Ese aroma de las rivalidades taurinas, la que produce las corridas emocionantes y que debería ondular siempre en el ánimo de los coletudos, se percibió en la arena después de que Mario Aguilar gritara a sus alternantes, con la voz de sus suaves engaños, que había salido al escenario a triunfar. Después de aquello, de las orejas que le arrancara a su primer rival, el éxito se fue revelando para goce de los que cubrieron con su dinero un billete de acceso a los escaños del mayor coso de Aguascalientes.
Este fue el tono de la Corrida de las Calaveras que se derramó delante de un tercio de entrada en la “Gigante de Expo-Plaza”.
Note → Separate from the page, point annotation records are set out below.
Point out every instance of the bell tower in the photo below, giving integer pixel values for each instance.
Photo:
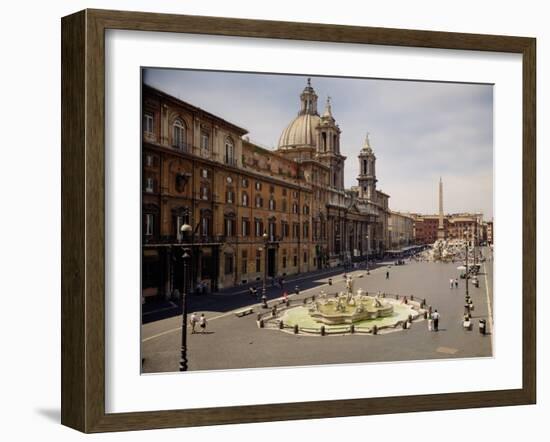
(308, 99)
(328, 146)
(367, 171)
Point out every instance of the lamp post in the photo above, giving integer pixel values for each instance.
(265, 237)
(185, 230)
(466, 235)
(367, 238)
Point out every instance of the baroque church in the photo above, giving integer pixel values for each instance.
(357, 217)
(256, 213)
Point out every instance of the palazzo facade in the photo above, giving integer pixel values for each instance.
(254, 212)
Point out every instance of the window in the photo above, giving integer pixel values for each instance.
(244, 262)
(272, 230)
(258, 261)
(229, 152)
(205, 140)
(258, 227)
(149, 185)
(148, 123)
(149, 224)
(284, 229)
(230, 196)
(245, 227)
(229, 226)
(180, 220)
(178, 134)
(228, 263)
(205, 225)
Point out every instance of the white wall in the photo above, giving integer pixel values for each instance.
(30, 221)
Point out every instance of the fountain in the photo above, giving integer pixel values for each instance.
(348, 312)
(349, 309)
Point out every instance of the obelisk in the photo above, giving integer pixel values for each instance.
(441, 226)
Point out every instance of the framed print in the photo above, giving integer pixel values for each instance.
(267, 221)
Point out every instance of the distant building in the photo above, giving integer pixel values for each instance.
(401, 230)
(427, 227)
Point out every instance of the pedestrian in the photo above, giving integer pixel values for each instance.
(202, 323)
(435, 317)
(193, 321)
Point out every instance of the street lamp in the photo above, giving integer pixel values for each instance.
(265, 237)
(466, 235)
(367, 238)
(185, 230)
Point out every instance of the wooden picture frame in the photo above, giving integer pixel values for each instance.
(83, 220)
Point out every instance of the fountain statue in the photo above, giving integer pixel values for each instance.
(347, 308)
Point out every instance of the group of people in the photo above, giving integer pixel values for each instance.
(195, 319)
(433, 320)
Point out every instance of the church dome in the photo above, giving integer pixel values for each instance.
(301, 131)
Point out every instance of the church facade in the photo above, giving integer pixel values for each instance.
(255, 213)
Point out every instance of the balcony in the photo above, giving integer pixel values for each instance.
(183, 147)
(229, 160)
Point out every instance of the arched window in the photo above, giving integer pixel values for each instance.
(178, 135)
(229, 152)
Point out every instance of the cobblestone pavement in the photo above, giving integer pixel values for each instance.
(232, 342)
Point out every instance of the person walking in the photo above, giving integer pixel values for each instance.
(202, 323)
(193, 321)
(435, 316)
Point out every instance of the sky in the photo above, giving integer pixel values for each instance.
(419, 131)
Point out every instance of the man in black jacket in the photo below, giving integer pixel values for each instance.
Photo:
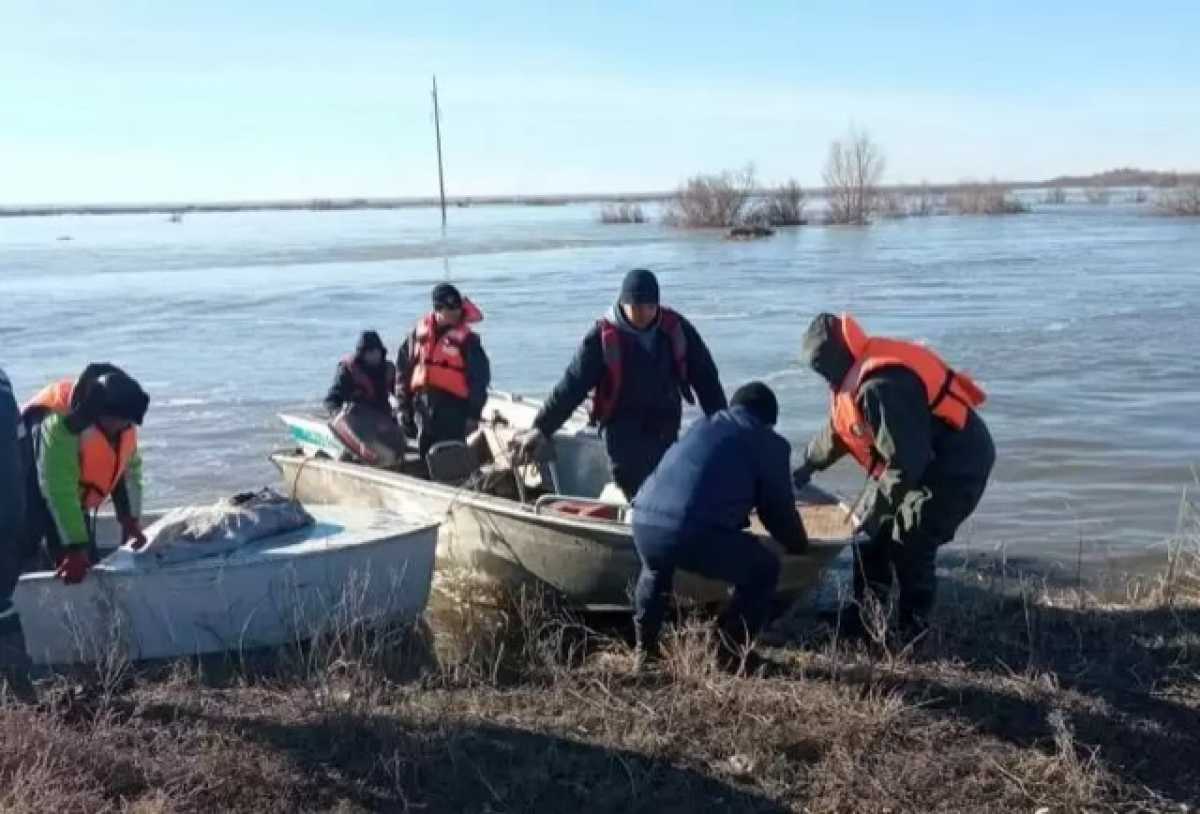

Para el efecto, la dehesa de San Isidro remitió un encierro que manifestó aspecto de jovenzuelo, de bien servidos pesebres, sin embargo la importancia de éste descansó ahora en la finura de todos los ejemplares, el juego global que dieron y la formidable lidia de los soltados en cuarto y quinto sitios. Si el público le dispensó sus aplausos en el arrastre al tercero, sin quizás merecerlos, no aquilató de igual forma la lidia de aquel, el cuarto, justo, que tuvo virtudes claras como para haberlas premiado de cualquier manera.
A Fabián barba, mil concesiones sin la menor exigencia le regaló su primero; el bovino fue de aquellos noblotes que dejan estar a los diestros. Sin embargo Fabián no explotó en el tono que se le proponía por las circunstancias. Algún lance, un quite a la trágala y un trabajo muletero muy por debajo de otras tardes que ha dado sintetizó su primera intervención. El mal uso del acero fue la tijera de corte a un intrascendente tramo.
Como gallo cortado se posó de hinojos a porta gayola y engranó una serie de largas cambiadas, esto ya al enfrentar a su segundo, no obstante lo más estético y calibrado lo hizo de pie: mandiles, recortes, gaoneras y la larga brionesa ahí están. Después todo se transformó en desorden y huracán inmoderado; valiente y afanoso sí lo estuvo. Muy buenos instantes dejó en el anillo, es cierto. Pero el recorrido, la clase y la fijeza de la res eran para más y mejor. Ahogado por la poca distancia que impuso el aguascalentense, la faena quedó como orgasmo trunco. Luego de un bajonazo se le incentivó con un auricular.
Con la inmovilidad del tronco del cuerpo, consecuencia de la seguridad, el acompasado juego de brazos, producto del oficio, Joselito Adame cargó la suerte en las verónicas, fraguó chicuelinas y prendió fuego con facultades atléticas en el segundo tercio. Durante la parte complementaria el “Sanisidro” reventó en raza; de siempre atento se mantuvo al sitio donde se le retaba. Adame, en tanto, a más de empeñoso desconcertó y en algo extravió el temple, el sitio y la circulatura de una mejor faena. Salió al tercio después de haber matado a su antagonista con tres cuartos de acero.
Un esplendoroso quite por “zapopinas” y espectacular tercio de banderillas fueron el prólogo de un trasteo largo, de muletazos estupendos pero en algo huérfano del arte total y el sentimiento desnudo. El astado fue de concurso; emocionó su cúmulo de cualidades como fueron la fijeza, el recorrido, la clase y el ritmo ejemplares. Sus restos fueron justipreciados con el arrastre lento. Antes, Adame lo despeñó de una gran estocada y las orejas del subrayado bovino fueron a dar, cobijadas por división de opiniones, a sus manos.
Y llegó con Mario Aguilar el sueño, pero de arte, expresión y lentitud, dándole con ello razón al temple. Así con capa fue como con muleta. Y lo protestado de las embestidas del cuadrúpedo, que al ser acosado se adhirió al piso, se corrigió. Lo mejor que manifestó el joven espada fue sobre el costillar derecho. Aquellos sus muletazos desparpajados se revelaban y tomaban sutil cuerpo por sobre los dobleces de su muleta que en un desmayo sublime aparecían como espectro y desaparecían dejando la sensación extraña de lo que se sitúa en medio de la fantasía y la realidad. Las orejas del astado fueron el premio también al espadazo insuperable con el que despachó al bicorne, y las izó alegremente en paso de triunfo por sobre la circunferencia.
Cerró Mario la función con la cadencia de su percal; y al empuñar la tela púrpura formó una faena templada y torera, con firmeza en los pedestales y mando en la extensión de sus brazos. Esto delante de un animal con clase en la embestida pero tardo y que concluyó parado y rajado al amparo de las tablas. El diestro, en su momento, perdió una posible oreja al pinchar en varias ocasiones.